I was thinking about this the other day and I wonder if there is a flight simulator game that has realistic air resistance. Meaning that when you pull up/down with the aircraft there isn't a invisible force that pushes it up or down but the actual flaps on the plane are causing it to. That even the shape of the plane has to be correct for it to fly evenly.
Or has such a thing not yet been created?
not gonna happen, way too complex
get to work op
Well there was this one sandbox construction game where you build shit with little square panels and there was an option for toggling air resistance and it worked pretty well but I forgot the name of it, I think the developers were Japanese.
Didn't x plane had this?
Or was it just in a dream of mine.
That's pretty much what x-plane does.
[editline]22nd June 2012[/editline]
Shape I am not entirely sure about, but I think that can be included in the simulation too.

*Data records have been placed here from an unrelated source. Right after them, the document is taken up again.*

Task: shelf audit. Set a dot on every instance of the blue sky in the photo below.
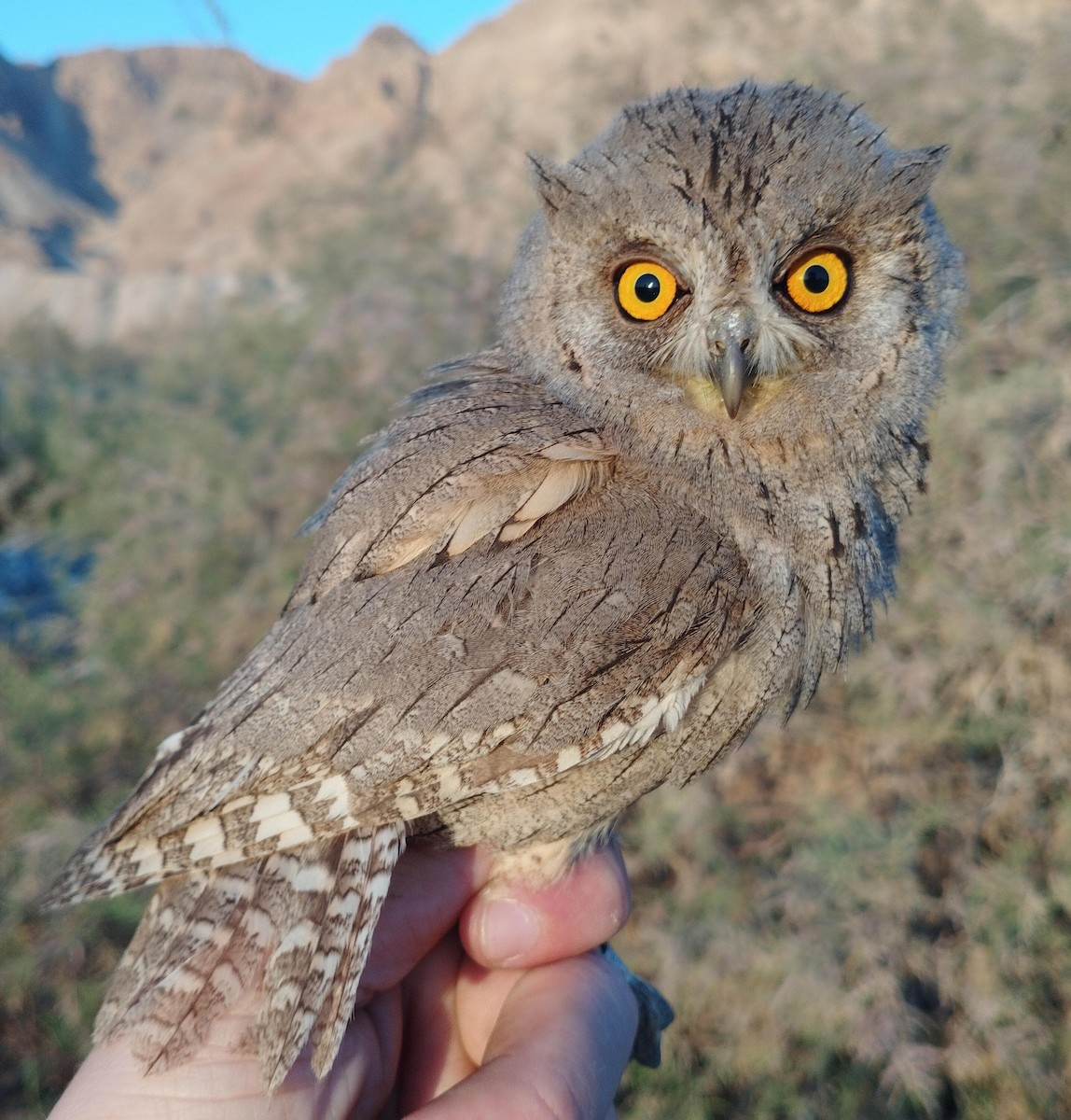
(298, 36)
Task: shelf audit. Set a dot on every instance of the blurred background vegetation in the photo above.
(867, 913)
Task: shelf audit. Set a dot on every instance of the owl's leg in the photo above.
(655, 1014)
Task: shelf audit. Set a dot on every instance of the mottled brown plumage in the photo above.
(583, 564)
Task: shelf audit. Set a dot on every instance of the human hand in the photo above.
(480, 1001)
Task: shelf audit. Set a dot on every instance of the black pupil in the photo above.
(647, 288)
(816, 279)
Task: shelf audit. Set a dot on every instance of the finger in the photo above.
(435, 1057)
(429, 889)
(516, 925)
(222, 1078)
(559, 1048)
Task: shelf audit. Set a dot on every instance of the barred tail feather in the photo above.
(300, 918)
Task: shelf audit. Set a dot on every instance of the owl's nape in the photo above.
(582, 565)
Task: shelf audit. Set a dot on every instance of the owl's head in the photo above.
(738, 260)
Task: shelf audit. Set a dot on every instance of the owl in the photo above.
(582, 564)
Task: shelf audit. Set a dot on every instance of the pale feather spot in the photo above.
(480, 520)
(499, 734)
(270, 805)
(230, 806)
(149, 857)
(561, 484)
(567, 759)
(525, 776)
(577, 453)
(334, 790)
(449, 782)
(295, 834)
(169, 746)
(515, 530)
(408, 806)
(206, 838)
(287, 821)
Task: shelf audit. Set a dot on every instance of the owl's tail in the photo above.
(301, 918)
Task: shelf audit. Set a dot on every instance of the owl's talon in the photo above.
(655, 1014)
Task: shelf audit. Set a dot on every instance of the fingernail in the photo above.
(508, 930)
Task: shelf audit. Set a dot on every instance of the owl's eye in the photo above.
(646, 290)
(818, 281)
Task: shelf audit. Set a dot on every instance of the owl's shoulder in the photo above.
(482, 451)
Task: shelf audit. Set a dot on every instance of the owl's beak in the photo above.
(729, 335)
(730, 373)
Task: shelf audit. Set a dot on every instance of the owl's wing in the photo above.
(494, 597)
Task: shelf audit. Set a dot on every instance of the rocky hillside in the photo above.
(140, 189)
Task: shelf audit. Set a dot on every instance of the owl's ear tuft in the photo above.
(913, 172)
(553, 183)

I think X-plane has this. I dunno though, I play FSX.
Wasn't there a GMod stool that attempted to emulate drag and lift?
[QUOTE=nox;36437037]Well there was this one sandbox construction game where you build shit with little square panels and there was an option for toggling air resistance and it worked pretty well but I forgot the name of it, I think the developers were Japanese.[/QUOTE]
RigidChips.
I'm fairly certain Kerbal Space Program has realistic air resistance. It would explain why all my lopsided aeronautical abominations always crash and burn.
Not that hard. Depends on how true to life you want it.
Easiest way would be to simply have a force opposite of movement direction that increases with speed, obviously it's not perfectly realistic though.
As for the flaps and wings actually giving lift because they are "pushing" against something, you can fake that, but if you want it properly simulated the only way would be to give the air gas physics, which, on scales like flight simulators, would be nigh impossible to render in realtime.
I don't think any game has air physics that work properly, most games just simulate something similar on the object.